Inflammation and Psoriasis: Making the Connection
The immune system and inflammation play a role in psoriasis. Here’s how they’re believed to be connected.
Think of the immune system as your body’s alarm system. When you get a cold, infection, or scrape on your knee, your immune system sends out signals that trigger inflammation in an effort to defend itself.
But when you have psoriasis, your immune system is out of balance. In fact, it’s in overdrive. An overactive immune system can send faulty signals and mistake healthy cells for harmful ones. This results in too much inflammation. For psoriasis patients, this means the body rapidly produces more skin cells than necessary.

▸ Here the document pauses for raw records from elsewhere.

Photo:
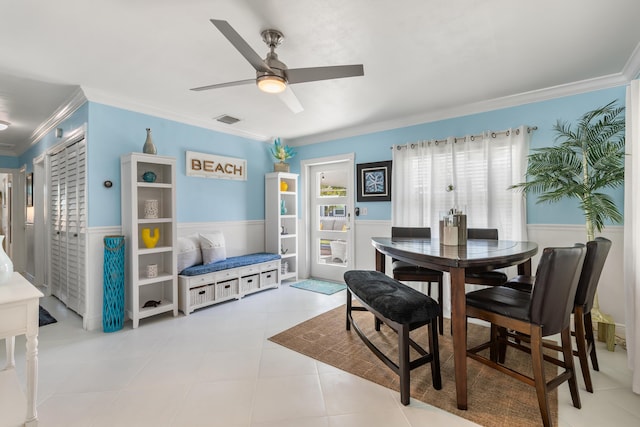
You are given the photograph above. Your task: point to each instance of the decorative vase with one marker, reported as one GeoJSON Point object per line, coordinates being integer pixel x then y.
{"type": "Point", "coordinates": [151, 209]}
{"type": "Point", "coordinates": [6, 266]}
{"type": "Point", "coordinates": [149, 176]}
{"type": "Point", "coordinates": [148, 147]}
{"type": "Point", "coordinates": [150, 241]}
{"type": "Point", "coordinates": [281, 167]}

Luckily, some treatment options can reduce inflammation, which may help the immune system and help to slow the rapid production of skin cells.
Talk to a dermatologist to learn more about treatment options that may work for you.
Is Psoriasis Genetic?
What do curly hair, eye color, and psoriasis all have in common?

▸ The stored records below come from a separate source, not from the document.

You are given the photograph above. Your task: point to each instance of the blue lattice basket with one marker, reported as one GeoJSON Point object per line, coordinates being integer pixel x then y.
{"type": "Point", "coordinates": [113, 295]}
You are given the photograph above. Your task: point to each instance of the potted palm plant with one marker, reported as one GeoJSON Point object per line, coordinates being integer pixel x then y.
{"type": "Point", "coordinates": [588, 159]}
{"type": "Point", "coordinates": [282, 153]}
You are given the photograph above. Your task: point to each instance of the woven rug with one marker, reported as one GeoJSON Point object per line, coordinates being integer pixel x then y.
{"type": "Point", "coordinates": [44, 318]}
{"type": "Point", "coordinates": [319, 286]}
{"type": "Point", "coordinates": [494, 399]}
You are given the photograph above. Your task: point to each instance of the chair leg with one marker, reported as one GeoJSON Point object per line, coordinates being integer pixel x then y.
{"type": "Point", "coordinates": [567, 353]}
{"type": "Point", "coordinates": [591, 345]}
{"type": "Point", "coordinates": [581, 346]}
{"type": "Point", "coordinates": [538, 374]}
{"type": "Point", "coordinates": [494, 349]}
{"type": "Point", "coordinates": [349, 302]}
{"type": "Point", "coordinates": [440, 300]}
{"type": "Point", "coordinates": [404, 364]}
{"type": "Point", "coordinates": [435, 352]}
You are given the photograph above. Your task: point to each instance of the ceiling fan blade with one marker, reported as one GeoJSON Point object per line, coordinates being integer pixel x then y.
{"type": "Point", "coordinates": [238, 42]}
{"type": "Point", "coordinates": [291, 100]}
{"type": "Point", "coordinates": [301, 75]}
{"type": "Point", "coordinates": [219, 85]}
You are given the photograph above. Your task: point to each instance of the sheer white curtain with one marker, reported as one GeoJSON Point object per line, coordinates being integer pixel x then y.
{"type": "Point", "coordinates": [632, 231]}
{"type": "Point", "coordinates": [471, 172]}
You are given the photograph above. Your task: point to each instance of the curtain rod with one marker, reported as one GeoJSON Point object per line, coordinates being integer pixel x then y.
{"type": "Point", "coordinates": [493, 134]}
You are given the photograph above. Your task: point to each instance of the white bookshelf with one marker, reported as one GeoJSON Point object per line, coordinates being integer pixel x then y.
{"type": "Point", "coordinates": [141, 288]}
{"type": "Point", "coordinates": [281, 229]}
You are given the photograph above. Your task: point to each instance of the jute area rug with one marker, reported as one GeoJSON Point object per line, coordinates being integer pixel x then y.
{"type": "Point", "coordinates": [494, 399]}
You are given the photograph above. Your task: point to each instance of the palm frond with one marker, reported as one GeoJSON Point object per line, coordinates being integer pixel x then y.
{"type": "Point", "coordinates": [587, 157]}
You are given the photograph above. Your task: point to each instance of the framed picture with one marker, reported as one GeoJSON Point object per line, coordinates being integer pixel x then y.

They are all influenced by genetics. In fact, 1 out of 3 people with psoriasis has a relative who also has the disease. Not to mention, up to 10% of the population inherits one or more of the genes that predispose them to psoriasis, however, only 2% to 3% will actually develop the disease.
You might not be able to control your genetics, but here are some things you can control.
Psoriasis and stress
For those with psoriasis, stress can sometimes trigger inflammation and may cause symptoms to appear, reappear, or even worsen.
Injury to skin
Scratches. Bumps. Bruises. They all can irritate your skin and kick your immune system into high gear, aggravating your psoriasis.
Psoriasis and infection
One of your immune system’s major roles is fighting infection. For those with psoriasis, the body’s overactive immune system can send faulty signals that in turn trigger inflammation to continue even after the infection has been cleared.
Psoriasis and weather
Generally, fall and winter are worse for your psoriasis than warmer seasons. A combination of dry air, less sunlight, and colder temperatures can contribute to cold-weather flare-ups.